Making a big impression

Photos courtesy Epson

Photos courtesy Epson

By Reed Hecht
Wide-format printing technology continues to see significant changes driven by innovation, market demands and signmakers’ needs. Trends that are redefining the sign industry today include growing environmental requirements and the role of printing in a ‘digital age.’

Digital and print
Many professionals initially perceived the emergence and rapid growth of digital signage as a threat to the wide-format printing sector. Today, however, many companies have discovered how digital signage and printed graphics can remain individually successful, with each playing an important role in certain locations and contexts, and can even work together for the best of both worlds.

Digital signage is preferable in many situations where displayed information must change frequently. Printed signs, which continue to represent the leading market, are suitable for messages that can remain static for some time.

Though digital signage may now seem ubiquitous, it relies on a constant power source and must be installed at specific viewing angles for optimal visibility. It also requires proper ventilation and a protective environment to prevent vandalism and to resist environmental elements, such as rain and dirt.

Wide-format prints, in contrast, are easier and more cost-effective to produce and offer greater versatility for many different types of signage applications, including posters, floor graphics, building wraps, vehicle graphics, murals, banners, backlit displays and production backdrops.
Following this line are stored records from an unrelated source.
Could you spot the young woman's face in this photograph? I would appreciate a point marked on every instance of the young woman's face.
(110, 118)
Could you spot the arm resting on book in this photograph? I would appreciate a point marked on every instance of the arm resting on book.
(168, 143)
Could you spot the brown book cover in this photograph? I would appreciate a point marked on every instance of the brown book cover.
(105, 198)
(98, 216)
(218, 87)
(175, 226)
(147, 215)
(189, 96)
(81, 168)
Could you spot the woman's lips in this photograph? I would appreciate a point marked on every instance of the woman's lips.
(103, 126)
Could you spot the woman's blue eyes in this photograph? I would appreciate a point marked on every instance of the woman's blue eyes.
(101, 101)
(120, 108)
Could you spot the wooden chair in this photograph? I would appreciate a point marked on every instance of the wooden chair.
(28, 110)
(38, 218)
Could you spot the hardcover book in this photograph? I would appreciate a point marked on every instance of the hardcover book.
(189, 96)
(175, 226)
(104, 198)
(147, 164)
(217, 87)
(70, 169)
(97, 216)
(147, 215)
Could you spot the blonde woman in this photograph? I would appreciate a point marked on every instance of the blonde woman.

And a well-executed placement of a wide-format print can achieve far greater overall visibility than a series of screens displaying video content.

With these factors in mind, there has been a recent trend of printed and digital displays coexisting successfully in shopping malls, transportation hubs and public areas, exploiting the respective benefits of each medium.

Reformulating solvent inks
Technological advances in wide-format printing will continue to change the way people think about signmaking by simplifying processes to produce high-quality jobs ahead of schedule, allowing sign shops to take on more projects and increasing their bottom line.

Indeed, wide-format printing has come to represent its own industry sector, which is adapting as new technologies emerge. Manufacturers are focusing on innovative printing configurations with relation to greater energy efficiency, cost-effectiveness and output appeal.

Solvent ink manufacturers are improving formulations to make them less harmful for the environment and for people’s health.

Solvent ink manufacturers are improving formulations to make them less harmful for the environment and for people’s health.

One example of a stable, reliable, proven technology that is now seeing further improvements is solvent-based inkjet printing. While solvent inks are already cost-effective and highly flexible, enabling printing on a wide range of uncoated vinyl substrates for everything from billboards to vehicle wraps, signmakers are demanding still-better image quality, faster printing speeds, reduced total cost of ownership (TCO) and improved printhead designs with less need for maintenance.

Only by keeping these demands in mind can advances in solvent ink and printhead technologies deliver sufficient value, performance and quality to the sign, vehicle graphics and fine-art reproduction markets.